On the other hand, the entire jurisprudence of “plain view” becomes unstable. If you’re a police officer looking for something, it’s to your advantage to argue that it’s in “plain view,” since then seeing it doesn’t require a search: plain view is per se information (see Poe’s “Purloined Letter” for literary confirmation). In a different case, however, the Court considered a situation where the police entered an apartment looking for weapons, noticed the very fancy stereo in the very un-fancy apartment, looked at the back of the turntable to get its serial number, called that in, and thereby discovered the TV was stolen. The Court ruled that the numbers were out of plain view, and so required probable cause to investigate.
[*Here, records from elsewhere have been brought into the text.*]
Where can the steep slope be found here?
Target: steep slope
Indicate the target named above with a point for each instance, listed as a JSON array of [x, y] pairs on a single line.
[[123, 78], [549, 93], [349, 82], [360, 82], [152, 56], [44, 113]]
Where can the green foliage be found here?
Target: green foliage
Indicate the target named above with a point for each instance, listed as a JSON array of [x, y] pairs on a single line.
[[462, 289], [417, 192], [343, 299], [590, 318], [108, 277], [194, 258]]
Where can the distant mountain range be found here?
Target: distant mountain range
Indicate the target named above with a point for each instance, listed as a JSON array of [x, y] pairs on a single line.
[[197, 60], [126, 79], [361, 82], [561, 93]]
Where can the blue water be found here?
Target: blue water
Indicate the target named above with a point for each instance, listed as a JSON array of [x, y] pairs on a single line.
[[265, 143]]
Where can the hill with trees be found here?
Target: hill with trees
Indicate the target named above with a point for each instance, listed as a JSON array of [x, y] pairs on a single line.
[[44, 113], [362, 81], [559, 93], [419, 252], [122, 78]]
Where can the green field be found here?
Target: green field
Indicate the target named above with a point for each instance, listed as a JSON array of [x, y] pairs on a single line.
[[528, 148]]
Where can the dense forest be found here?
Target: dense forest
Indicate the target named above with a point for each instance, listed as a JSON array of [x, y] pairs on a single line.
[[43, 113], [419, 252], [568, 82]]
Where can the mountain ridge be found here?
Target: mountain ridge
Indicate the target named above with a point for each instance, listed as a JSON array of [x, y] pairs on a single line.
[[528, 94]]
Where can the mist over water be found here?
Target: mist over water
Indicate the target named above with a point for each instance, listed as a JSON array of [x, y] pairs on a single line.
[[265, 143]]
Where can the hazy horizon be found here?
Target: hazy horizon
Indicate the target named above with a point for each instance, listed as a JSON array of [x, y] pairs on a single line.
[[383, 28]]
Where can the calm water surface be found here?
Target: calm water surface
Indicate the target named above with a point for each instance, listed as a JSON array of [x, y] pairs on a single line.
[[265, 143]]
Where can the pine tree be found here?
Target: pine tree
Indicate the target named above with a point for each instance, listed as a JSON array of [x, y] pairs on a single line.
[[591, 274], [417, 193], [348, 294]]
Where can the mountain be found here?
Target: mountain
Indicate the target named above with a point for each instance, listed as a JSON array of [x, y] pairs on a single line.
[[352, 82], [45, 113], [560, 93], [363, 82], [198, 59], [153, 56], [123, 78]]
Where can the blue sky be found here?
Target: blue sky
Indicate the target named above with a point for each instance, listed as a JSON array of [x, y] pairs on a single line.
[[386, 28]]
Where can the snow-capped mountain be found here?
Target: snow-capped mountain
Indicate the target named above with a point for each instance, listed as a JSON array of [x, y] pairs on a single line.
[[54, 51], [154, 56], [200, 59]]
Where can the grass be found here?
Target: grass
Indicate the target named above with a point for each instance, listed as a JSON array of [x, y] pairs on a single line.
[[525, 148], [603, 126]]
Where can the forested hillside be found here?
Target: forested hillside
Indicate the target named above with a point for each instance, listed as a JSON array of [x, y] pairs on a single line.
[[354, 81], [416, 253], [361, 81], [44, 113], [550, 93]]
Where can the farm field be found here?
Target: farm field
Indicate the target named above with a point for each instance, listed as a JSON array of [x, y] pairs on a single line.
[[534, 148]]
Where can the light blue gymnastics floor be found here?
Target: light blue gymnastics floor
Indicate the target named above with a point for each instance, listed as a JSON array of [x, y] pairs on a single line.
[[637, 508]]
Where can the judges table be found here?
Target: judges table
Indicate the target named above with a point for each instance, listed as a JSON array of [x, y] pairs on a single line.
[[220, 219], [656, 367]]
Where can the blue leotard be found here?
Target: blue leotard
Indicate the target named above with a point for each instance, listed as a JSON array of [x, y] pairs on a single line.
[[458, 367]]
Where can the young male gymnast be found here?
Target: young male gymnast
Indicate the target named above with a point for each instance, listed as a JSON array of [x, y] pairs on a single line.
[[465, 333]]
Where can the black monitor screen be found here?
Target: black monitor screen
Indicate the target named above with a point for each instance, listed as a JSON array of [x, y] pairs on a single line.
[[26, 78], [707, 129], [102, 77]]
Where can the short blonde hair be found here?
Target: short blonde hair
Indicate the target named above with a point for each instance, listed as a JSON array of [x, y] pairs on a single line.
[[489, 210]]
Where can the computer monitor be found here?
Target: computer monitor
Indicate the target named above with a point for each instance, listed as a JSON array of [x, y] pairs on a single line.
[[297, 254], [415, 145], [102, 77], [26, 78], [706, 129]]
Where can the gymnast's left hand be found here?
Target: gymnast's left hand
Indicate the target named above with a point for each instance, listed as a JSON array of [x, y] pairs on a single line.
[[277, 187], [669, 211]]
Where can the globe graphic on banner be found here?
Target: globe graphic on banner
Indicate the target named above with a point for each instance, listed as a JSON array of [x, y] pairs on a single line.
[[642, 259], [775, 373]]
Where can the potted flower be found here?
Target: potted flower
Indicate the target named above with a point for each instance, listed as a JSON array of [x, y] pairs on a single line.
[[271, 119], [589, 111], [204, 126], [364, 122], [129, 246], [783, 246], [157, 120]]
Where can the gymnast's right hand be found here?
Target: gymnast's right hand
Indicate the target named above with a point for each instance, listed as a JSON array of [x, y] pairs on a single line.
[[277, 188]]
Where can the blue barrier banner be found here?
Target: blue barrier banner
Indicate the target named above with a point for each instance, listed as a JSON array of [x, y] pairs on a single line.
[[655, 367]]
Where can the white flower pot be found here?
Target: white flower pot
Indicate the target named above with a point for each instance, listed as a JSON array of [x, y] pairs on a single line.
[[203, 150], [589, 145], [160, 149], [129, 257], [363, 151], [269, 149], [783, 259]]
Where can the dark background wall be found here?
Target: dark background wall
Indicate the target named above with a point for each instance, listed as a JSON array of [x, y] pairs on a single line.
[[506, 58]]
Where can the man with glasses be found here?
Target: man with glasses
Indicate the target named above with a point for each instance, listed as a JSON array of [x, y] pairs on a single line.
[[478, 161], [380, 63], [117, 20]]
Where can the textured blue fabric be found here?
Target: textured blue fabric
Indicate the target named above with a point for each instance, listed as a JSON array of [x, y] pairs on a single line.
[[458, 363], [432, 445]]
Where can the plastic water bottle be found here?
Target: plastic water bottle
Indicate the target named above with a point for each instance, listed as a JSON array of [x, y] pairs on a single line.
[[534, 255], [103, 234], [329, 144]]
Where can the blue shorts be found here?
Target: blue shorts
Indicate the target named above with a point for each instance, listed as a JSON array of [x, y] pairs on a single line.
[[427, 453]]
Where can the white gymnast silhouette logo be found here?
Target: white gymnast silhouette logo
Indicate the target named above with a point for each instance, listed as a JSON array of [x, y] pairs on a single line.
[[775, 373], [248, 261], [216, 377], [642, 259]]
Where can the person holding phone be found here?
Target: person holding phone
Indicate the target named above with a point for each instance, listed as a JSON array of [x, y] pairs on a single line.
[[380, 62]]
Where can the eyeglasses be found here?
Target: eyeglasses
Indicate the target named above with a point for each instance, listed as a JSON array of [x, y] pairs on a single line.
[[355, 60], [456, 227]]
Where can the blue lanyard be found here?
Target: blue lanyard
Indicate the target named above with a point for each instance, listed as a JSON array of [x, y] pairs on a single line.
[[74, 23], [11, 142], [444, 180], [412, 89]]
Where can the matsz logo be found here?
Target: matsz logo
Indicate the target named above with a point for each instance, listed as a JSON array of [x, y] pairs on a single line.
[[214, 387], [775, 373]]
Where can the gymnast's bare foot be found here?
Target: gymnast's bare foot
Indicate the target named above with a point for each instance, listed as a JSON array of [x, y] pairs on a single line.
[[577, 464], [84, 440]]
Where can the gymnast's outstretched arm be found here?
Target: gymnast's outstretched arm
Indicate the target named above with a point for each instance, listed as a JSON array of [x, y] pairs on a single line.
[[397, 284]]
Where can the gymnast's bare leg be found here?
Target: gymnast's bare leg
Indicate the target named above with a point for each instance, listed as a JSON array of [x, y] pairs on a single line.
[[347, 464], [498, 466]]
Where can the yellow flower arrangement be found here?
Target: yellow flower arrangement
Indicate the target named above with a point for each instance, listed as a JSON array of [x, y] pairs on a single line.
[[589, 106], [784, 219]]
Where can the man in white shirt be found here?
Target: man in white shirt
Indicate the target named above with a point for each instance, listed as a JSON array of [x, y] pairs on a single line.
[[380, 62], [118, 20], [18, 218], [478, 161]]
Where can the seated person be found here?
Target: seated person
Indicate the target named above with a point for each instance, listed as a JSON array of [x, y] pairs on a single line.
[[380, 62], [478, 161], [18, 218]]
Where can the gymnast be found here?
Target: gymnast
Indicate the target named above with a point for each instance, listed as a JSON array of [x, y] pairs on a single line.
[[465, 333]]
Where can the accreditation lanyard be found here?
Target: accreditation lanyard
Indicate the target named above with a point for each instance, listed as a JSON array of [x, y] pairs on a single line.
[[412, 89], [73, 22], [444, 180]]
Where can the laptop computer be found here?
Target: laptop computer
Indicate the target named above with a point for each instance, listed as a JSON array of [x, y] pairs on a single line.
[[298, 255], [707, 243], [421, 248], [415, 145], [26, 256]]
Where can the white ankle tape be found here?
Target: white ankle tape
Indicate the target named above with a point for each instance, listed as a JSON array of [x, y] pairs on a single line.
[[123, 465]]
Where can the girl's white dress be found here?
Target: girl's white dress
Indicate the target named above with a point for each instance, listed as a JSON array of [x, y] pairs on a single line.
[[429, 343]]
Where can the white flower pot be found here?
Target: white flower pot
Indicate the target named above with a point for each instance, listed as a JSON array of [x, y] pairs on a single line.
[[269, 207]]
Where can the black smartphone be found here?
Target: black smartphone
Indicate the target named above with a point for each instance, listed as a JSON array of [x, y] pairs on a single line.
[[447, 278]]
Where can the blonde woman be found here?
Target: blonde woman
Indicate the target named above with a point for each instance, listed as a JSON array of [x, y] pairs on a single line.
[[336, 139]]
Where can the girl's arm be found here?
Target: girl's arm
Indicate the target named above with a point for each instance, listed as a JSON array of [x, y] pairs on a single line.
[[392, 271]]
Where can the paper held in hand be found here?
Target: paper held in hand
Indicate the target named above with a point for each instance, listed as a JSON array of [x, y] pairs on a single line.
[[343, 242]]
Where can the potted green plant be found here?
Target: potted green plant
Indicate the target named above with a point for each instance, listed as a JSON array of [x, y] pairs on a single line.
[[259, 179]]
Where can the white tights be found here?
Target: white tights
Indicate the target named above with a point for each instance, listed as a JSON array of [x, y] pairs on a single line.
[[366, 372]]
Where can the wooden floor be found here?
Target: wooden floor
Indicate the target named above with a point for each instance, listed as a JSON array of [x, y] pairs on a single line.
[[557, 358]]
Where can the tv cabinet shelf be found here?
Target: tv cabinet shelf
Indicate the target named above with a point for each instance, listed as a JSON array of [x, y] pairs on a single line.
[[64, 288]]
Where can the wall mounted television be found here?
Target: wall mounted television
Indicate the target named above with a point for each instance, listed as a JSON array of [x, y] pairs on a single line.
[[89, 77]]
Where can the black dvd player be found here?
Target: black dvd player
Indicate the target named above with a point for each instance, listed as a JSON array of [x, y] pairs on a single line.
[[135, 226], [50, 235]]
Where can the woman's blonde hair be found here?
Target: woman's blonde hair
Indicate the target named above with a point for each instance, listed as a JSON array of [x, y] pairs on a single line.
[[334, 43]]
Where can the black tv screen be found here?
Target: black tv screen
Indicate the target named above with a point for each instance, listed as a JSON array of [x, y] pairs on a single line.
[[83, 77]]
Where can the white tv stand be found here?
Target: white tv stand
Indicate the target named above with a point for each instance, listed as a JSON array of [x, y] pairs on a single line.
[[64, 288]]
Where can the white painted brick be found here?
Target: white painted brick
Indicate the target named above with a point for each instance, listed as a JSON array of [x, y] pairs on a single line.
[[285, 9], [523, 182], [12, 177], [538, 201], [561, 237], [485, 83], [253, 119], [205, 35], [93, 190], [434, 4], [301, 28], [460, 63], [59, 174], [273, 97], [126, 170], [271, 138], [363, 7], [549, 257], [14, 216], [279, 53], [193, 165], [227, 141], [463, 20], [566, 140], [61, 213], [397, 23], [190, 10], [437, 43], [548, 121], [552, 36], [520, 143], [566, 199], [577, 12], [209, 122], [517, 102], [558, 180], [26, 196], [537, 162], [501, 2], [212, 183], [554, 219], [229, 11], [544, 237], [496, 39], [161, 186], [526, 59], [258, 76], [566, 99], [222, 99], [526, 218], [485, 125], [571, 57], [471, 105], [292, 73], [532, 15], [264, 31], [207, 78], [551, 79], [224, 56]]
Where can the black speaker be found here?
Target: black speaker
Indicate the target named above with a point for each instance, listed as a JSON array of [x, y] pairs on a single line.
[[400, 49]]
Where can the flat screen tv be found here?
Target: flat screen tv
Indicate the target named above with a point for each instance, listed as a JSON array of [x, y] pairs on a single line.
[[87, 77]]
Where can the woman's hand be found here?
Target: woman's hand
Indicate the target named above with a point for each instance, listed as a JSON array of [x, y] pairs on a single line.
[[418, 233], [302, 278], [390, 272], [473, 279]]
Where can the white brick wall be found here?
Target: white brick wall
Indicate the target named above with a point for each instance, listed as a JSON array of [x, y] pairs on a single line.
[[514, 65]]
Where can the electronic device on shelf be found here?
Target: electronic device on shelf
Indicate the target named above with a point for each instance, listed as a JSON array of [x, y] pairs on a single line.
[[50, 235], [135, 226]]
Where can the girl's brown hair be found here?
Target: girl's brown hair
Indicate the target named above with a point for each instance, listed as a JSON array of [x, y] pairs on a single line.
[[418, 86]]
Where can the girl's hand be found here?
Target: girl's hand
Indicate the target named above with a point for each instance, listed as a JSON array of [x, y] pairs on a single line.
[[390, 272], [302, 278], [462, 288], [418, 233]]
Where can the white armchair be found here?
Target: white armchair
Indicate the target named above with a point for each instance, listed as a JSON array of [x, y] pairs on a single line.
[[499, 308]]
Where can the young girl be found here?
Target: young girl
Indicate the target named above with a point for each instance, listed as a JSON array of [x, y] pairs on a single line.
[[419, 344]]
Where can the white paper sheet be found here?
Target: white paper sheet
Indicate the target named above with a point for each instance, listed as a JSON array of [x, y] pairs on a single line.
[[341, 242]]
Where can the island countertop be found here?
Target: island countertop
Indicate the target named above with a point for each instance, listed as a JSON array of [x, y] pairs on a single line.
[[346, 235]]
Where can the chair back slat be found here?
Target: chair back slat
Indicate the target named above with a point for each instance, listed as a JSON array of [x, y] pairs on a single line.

The cases can be reconciled if one assumes that anything accessible to something like line of sight, no matter the technological enhancement of vision required, is in “plain view” or otherwise per se informative. Anything else, from turning the object around to detecting infrared spectrum, constitutes an act of representation that triggers the juridical determination of a “search.”
The problem is that if we admit the phenomenological point, and say that all seeing is seeing-as and therefore involves an act of representation, then either everything is a search, or nothing is. On the one hand, for me to see that you’re growing pot on the front porch requires that I know what pot looks like (and what if I normally wear contact lenses?), and perception is in any case an extremely complicated process. Acknowledging this complication could easily overwhelm the “plain view” category. On the other hand, if we move in the other direction, and decide that since vision is representative, then other technologies are like vision, it will be very hard to establish any sort of non-arbitrary limit to surveillance. In other words, if you eliminate the category of the per se informative, Scalia’s argument in Kyllo no longer works. And as odd as it is to say this, our privacy jurisprudence in an age of big data needs Scalia’s argument to work.